La maternità spirituale di M. Teresa

Le prime Costituzioni sono un bellissimo esempio dell’equilibrio e della maternità di Sr. Maria Teresa Spinelli.

Ella sa innanzitutto che è la madre colei su cui grava la maggior parte del peso spirituale e materiale. Non chiede a nessuna di essere come lei. La sua esperienza di figlia, di mamma e di precettrice le hanno fatto capire che i figli imparano a sacrificarsi per gli altri nella misura in cui vedono i genitori sacrificarsi per loro.

Si può pensare che Maria Teresa, consapevole della finalità redentrice delle sue penitenze, le offrisse di cuore al Signore per il bene di tanti fratelli, seguendo in questo l’invito stesso di Cristo: “Figlia, patisci volentieri”. Non masochismo, ma piuttosto quell’esperienza di cui parla anche S. Agostino quando dice: “Quando si ama non si sente la fatica e se si sente, si ama anche quella fatica”.

La vita religiosa è scandita da orari ed impegni ben precisi, eppure Teresa esorta le sue figlie spirituali a riposare quando ne hanno il tempo e secondo il bisogno e a trascorrere tempi ricreativi comunitari quotidiani e qualche gita in campagna durante la bella stagione: “(Durante la ricreazione) si guarderanno da ogni azione leggiera; si raccomanda però loro l’allegrezza. Discorreranno di cose spirituali e di materie santamente allegre...” (p. I, XIX, V-VI); “Per meglio conservare la lor sanità, daranno al corpo il conveniente riposo, che nell’Inverno sarà di ore otto, e nell’estate di sette, ed avendone bisogno di più chiedano licenza alla Superiora”, “Due volte nella Primavera, ed altrettante nell’Autunno anderanno in qualche luogo di Campagna coll’accompagnamento di tutti li Deputati, ed ivi si tratterranno dalla mattina alla sera in un santo sollievo...”, “Si prenderanno senza scrupolo tutte quelle comodità, e riposi, che l’Ubbidienza le permetterà con questo pensiero: Che il Signore le fa dormire, il Signore le fa ridere, il Signore le fa ricreare, perché lo servano” (p. I, XXVII, III. VII. IX).
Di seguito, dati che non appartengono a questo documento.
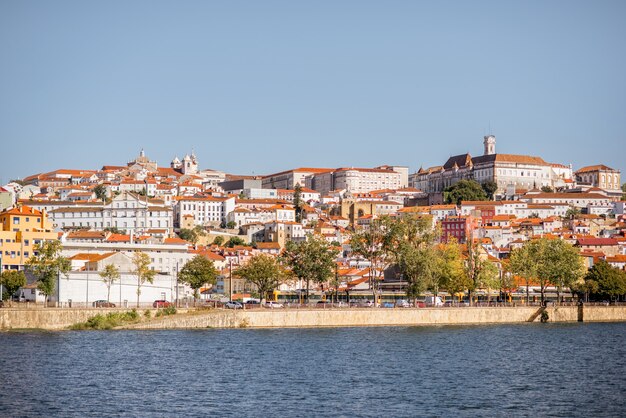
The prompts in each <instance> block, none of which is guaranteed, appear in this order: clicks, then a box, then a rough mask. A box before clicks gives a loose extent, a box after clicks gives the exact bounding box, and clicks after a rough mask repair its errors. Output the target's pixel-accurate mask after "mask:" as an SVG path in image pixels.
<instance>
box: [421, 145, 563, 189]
mask: <svg viewBox="0 0 626 418" xmlns="http://www.w3.org/2000/svg"><path fill="white" fill-rule="evenodd" d="M483 146H484V154H483V155H481V156H479V157H472V156H471V155H470V154H461V155H456V156H453V157H450V158H449V159H448V161H446V163H445V164H444V165H442V166H435V167H430V168H428V169H423V168H420V169H419V171H418V172H416V173H414V174H412V175H411V176H410V178H409V183H410V185H411V186H412V187H414V188H417V189H420V190H422V191H424V192H426V193H442V192H443V191H444V190H445V189H446V188H447V187H449V186H452V185H454V184H456V183H457V182H459V181H460V180H476V181H477V182H479V183H485V182H494V183H496V184H497V186H498V188H497V191H496V194H497V195H501V196H503V195H505V194H507V193H508V194H511V193H512V194H515V193H516V191H520V190H531V189H539V188H541V187H544V186H547V187H550V188H552V189H559V188H564V187H566V186H567V180H571V179H572V176H573V174H572V170H571V167H569V168H568V167H567V166H563V165H560V164H551V163H548V162H546V161H544V160H543V159H542V158H540V157H533V156H527V155H514V154H498V153H496V138H495V136H493V135H488V136H485V137H484V141H483Z"/></svg>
Dal momento che la spiritualità di ogni superiora è determinante per la vita spirituale della comunità, certamente ci saranno state consorelle che si sono sentite spronate, dall’esempio di Maria Teresa, a compiere delle penitenze; purtroppo però non ci sono giunti documenti a questo proposito.

Madre Teresa ha saputo cogliere e ha voluto trasmettere la gioia di appartenere al Signore, nella semplicità e nella serenità. La vita religiosa implica impegno e donazione totale di sé ma esige che si bandisca ogni tristezza (la Fondatrice non accettava l’ingresso in convento di ragazze “straordinariamente malinconiche e scrupolose”): “Il Signore ama chi dona con gioia” (2 Cor. 9,7).

In conclusione, per poter sentire la vicinanza di Maria Teresa a noi, non dobbiamo guardare tanto alla sua specifica vocazione personale che l’ha associata alla Passione di Gesù ma al suo carisma fondazionale, al dono che ella ha ricevuto dallo Spirito Santo e che ha condiviso con le sue consorelle e figlie spirituali.